The above incentives were significantly expanded so that the total tax credit was increased to 20 percent for qualified production companies that spent at least $500,000 a year, and an additional 10 percent credit if the company imbedded the “special peach logo” in its film, show, video or game according to a March 29, 2012 AJC.com blog. Competition Georgia’s primary objective in maintaining the tax incentive is to maintain the competitive advantage in the film and production industry, enticing production companies to make the great state of Georgia home. To date, it is widely believed that Georgia has one of the most generous incentive packages offered. Currently, there are no limits on how much a production company can accrue in credits. Georgia’s most serious competitors - Louisiana and North Carolina - both have caps on the amount that a production company may claim. When asked about this variance from the norm, State Rep. Ron Stephens, who chairs the Economic Development and Tourism Committee, said, “I do not want to cap prosperity.” Rep. Parrish added that, “Capping the credit would be similar to capping the amount of commission a salesperson could earn.” Both agreed that such a cap would deter business - and business is good. 11 production companies have, or are in the process of, establishing permanent residence or expanding in Georgia. Rep. Stephens said that Tyler Perry, who opened his studios in 2008, was strongly influenced to establish his production company in Georgia due to the credits. Challenges Georgia tax credits also have a special feature not seen in other states - they are sellable. There is a very lucrative market for brokers to sell unused credits to large companies that are seeking to reduce their tax liability. (The current rate is $0.85 on the dollar.) Critics of this practice point to the inability to determine who qualified for and took the credit since the state’s Open Records Law prevents the Department of Revenue from disclosing this information. There are other criticisms of the credits that include an inability to directly measure

the amount of money generated from the tax credits; and also the inability for smaller, Georgia-resident-owned production companies to take the credit. When presented with these points, Reps.

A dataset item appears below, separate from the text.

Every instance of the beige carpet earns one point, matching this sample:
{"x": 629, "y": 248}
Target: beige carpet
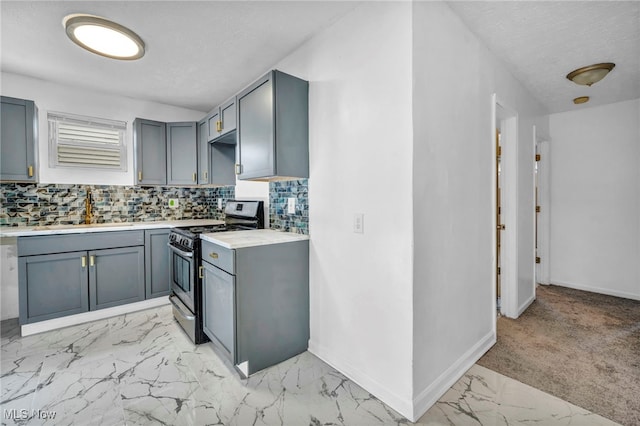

Stephens and Parrish were honest in their responses. Although they were not able to directly quantify the revenues attributed to the tax credit savings, Rep. Stephens pointed out that the industry has blossomed to $3.3 billion as of fiscal year ending June 2013. This revenue is a combination of jobs and services directly and indirectly related to production, such as location rental, catering and lodging services, staff members who relocated and established communities in the city, and tourism dollars from visitors seeking tours of the film sites. Rep. Parrish stated that the Legislature realized that resident owned and/or smaller companies (those with revenues less than $500,000) do not have access to the credit, and the Speaker appointed a special committee at the end of the 2014 session to prepare recommendations to address this inequity. Interestingly, there is a serious movement in the works in North Carolina to discontinue tax credits entirely. When asked about this, Rep. Stephens said that he has received a few calls regarding this development, and replied jokingly that he would be happy to help North Carolina down that road any way he could. Such a move would potentially eliminate North Carolina as a serious contender for top-production state, leaving Louisiana as Georgia’s chief rival. This rivalry is as serious as that of any college football team - think Auburn and University of Alabama. Both Reps. Parrish and Stephens are still bothered that “Ray” - the biography of legendary blues singer Ray Charles who wrote “Georgia” and was born and raised in the state - was shot in Louisiana, and are determined that such a travesty will not be repeated. Both Reps. Parrish and Stephens foresee the “wildfire” growth of the production industry in Georgia continuing, citing Georgia’s reputation as “pro business” in general and “get it done” specific to hurdles in the production process. With $3.3 billion on the line, it is a safe bet that the state will continue to protect the credit act, regardless of its critics.